1. You fix some n in advance, and commit to making n bets and then “cashing out.”
   You want to maximize this cash received at n. Here, you want to bet everything.
2. You want to keep betting indefinitely, while regularly “cashing out” a <100% fraction of the money used for betting, over and over again.
   You want to maximize the expected total you will cash out. (With some time discounting thing so it’s not infinity.)

In case 2, I think maybe you want to bet Kelly? At least, I’m pretty sure you don’t want to bet everything:

• If you bet everything, you cash out some finite number of times M, making some finite amount of cash ~M. Then your betting wealth goes to zero.
• If you bet Kelly, then with probability 1 (?), you can cash out arbitrarily many times.
  If you have zero time preference, then you make infinite cash, which is obv. better than the previous case.
  If you do time discounting, I guess it depends on the details of the time discounting? You get a finite amount, and it might be less than the above if you discount aggressively, but then it might not be.

The punchline is, I think “case 2” is more representative of doing actual investing. (Including anything that SBF could reasonably believe himself to be doing, but also like, in general.)

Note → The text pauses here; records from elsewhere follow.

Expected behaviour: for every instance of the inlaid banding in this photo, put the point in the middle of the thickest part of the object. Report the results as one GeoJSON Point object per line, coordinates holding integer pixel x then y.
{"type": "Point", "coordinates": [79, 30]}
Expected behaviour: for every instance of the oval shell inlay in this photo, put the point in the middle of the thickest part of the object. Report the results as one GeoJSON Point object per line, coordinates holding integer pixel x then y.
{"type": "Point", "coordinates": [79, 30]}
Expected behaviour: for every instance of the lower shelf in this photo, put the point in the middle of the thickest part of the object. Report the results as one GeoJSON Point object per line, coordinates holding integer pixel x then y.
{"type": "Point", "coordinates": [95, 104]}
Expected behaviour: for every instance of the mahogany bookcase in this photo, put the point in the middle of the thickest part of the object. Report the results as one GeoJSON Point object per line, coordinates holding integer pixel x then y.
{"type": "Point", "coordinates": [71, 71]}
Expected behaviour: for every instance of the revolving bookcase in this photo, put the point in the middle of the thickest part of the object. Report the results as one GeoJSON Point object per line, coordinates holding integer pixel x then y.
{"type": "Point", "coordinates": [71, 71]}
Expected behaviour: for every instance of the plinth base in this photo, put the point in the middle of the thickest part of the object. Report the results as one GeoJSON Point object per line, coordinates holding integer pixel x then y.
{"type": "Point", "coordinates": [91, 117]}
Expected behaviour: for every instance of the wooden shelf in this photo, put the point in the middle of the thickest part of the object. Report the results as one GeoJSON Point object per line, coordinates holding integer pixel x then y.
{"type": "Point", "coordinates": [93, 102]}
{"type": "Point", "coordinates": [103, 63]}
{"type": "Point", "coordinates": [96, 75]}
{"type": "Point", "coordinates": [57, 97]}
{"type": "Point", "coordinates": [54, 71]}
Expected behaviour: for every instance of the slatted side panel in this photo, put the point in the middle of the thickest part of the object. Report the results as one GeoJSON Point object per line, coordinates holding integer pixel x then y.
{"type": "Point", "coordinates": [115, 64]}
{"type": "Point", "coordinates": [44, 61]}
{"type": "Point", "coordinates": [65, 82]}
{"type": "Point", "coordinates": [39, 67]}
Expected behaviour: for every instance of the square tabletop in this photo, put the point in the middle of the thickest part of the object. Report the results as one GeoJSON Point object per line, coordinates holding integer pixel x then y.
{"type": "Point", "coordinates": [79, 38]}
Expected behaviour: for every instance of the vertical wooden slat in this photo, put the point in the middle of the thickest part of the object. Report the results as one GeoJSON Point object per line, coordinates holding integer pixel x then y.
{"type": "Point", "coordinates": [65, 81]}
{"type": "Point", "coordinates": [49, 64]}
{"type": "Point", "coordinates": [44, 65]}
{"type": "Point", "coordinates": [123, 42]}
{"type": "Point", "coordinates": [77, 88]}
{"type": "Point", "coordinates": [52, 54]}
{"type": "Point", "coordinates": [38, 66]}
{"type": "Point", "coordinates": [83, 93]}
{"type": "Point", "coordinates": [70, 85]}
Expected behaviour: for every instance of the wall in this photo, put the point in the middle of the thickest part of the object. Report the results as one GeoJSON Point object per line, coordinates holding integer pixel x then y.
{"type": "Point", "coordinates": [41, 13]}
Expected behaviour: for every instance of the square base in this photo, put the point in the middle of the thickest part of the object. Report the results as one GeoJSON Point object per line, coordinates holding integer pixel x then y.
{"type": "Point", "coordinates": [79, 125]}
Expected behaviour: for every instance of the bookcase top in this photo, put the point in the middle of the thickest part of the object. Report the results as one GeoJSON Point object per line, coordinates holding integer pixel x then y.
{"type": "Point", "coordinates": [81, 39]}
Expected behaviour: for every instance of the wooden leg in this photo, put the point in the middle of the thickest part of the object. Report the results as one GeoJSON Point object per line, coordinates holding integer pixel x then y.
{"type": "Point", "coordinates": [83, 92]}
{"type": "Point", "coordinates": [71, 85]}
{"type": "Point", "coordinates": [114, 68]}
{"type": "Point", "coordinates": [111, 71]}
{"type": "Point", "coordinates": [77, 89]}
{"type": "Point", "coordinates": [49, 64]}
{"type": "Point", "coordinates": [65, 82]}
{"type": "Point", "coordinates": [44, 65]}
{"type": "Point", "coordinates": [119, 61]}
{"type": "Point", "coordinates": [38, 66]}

You don’t have some contract with yourself to be an investor for some exact amount of time, and then cash out and stop. (I mean, this is an imaginable thing someone could do, but generally people don’t.)

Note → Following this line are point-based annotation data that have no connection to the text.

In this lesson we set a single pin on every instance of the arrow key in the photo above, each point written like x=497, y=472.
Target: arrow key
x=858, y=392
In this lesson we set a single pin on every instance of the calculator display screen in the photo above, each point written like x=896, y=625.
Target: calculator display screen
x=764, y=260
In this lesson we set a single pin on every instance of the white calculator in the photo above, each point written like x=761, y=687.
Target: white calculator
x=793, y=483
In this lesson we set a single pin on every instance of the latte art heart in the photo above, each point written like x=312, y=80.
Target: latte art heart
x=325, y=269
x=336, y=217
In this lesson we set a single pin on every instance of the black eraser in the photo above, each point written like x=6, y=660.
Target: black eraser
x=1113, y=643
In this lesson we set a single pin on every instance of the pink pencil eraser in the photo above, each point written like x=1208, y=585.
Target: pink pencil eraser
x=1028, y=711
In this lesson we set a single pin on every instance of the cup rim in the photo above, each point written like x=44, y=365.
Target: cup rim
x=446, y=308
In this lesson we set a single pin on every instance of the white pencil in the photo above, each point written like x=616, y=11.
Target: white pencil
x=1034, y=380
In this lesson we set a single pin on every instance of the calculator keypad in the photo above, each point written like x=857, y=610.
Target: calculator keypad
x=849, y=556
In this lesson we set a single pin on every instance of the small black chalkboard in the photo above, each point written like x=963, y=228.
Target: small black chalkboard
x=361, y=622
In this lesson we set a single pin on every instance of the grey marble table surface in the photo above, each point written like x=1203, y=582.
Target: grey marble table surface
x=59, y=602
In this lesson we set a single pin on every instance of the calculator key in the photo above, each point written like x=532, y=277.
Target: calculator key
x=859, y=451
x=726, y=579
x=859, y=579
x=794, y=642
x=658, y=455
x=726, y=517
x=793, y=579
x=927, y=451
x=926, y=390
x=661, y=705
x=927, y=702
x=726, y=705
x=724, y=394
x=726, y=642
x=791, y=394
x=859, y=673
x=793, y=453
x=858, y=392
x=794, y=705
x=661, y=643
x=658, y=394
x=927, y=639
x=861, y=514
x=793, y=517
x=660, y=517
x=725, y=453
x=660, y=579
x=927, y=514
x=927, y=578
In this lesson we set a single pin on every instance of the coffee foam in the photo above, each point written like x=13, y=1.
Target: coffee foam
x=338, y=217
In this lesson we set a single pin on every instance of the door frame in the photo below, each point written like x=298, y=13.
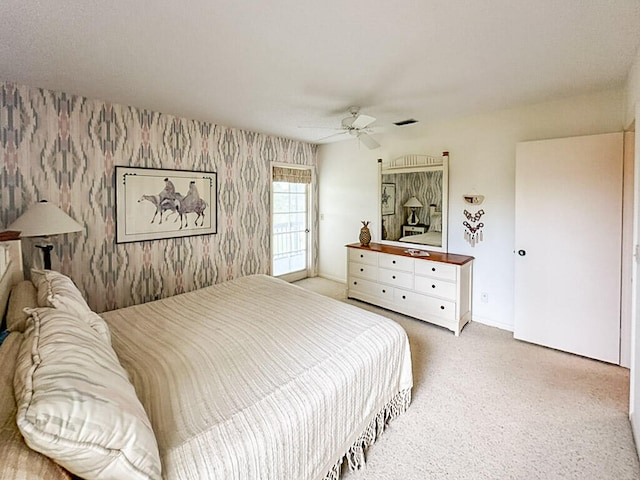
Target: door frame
x=308, y=271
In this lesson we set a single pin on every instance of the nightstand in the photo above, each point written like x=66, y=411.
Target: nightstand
x=414, y=229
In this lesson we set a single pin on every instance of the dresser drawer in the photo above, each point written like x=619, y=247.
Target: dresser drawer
x=363, y=256
x=363, y=270
x=441, y=270
x=436, y=287
x=369, y=288
x=423, y=305
x=396, y=262
x=397, y=278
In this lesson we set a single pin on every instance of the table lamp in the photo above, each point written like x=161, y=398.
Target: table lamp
x=43, y=220
x=413, y=203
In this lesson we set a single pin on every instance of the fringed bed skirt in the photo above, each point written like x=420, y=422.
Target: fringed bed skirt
x=355, y=456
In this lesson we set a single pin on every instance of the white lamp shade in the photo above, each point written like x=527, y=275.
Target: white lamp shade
x=43, y=219
x=413, y=202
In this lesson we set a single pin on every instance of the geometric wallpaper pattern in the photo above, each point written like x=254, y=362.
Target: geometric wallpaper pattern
x=64, y=148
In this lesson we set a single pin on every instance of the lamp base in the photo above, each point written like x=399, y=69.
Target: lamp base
x=413, y=218
x=46, y=254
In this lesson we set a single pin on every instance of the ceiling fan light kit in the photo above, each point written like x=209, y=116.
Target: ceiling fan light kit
x=356, y=125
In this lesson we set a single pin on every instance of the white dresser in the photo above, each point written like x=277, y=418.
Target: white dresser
x=436, y=288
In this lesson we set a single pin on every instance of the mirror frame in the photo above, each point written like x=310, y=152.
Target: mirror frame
x=417, y=163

You have money invested (i.e. continually being betted) indefinitely, for the long term. You want to take it out, sometimes, in the future, but you don’t know when or how many times. And even if you die, you can bequeath your investments to others, etc.

And maybe you do exponential time discounting, behaviorally, for yourself. But once your descendants, or future generations, come into the picture, well – I mean there are economists who do apply exponential time discounting across generations, it’s kind of hard to avoid it. But it’s very unnatural to think this way, and especially if you’re a “longtermist” (!), I doubt it feels morally correct to say your nth-generation descendants matter an amount that decays exponentially in n.

What would make you prefer the finite lump sum from betting everything here?

Well, if you think the world has some probability of entirely ending in every time interval, and these are independent events, then you get exponential discounting. (This is sort of the usual rationale/interpretation for discounting across generations, in fact.)

So if you think p(doom) in each interval is pretty high, in the near term, maybe you’d prefer to bet everything over Kelly.

Which amusingly gets back to the debate about whether it makes sense to call near-term X-risk concerns “longtermist”! Like, there is a coherent view where you believe near-term X-risk is really likely, and this makes you have unusually low time preference, and prefer short term cash in hand to long-term growth. And for all I know, this is what SBF believes! It’s a coherent thing you can believe, it’s just that “longtermism” is exactly the wrong name for it.

ETA: after more thought I don’t think the above is fully correct.

I don’t think the “event” described above is well-defined. At a single n, your wealth (if it’s nonzero) is always “~ exp(n),” for some arbitrary growth rate. Unless it’s zero.

Betting everything is a pathological edge case, b/c your wealth can go to 0 and get stuck there. If you are any amount more conservative than that, you still “get exponential growth” in some sense, it’s just that you’ll regularly have periods of very low wealth (with this low value, itself, growing exponentially in expectation).

If you are cashing out at every n individually, for all n, then I guess you want to maximize the time-discounted sum over n of wealth at each n … need to work that out explicitly I guess.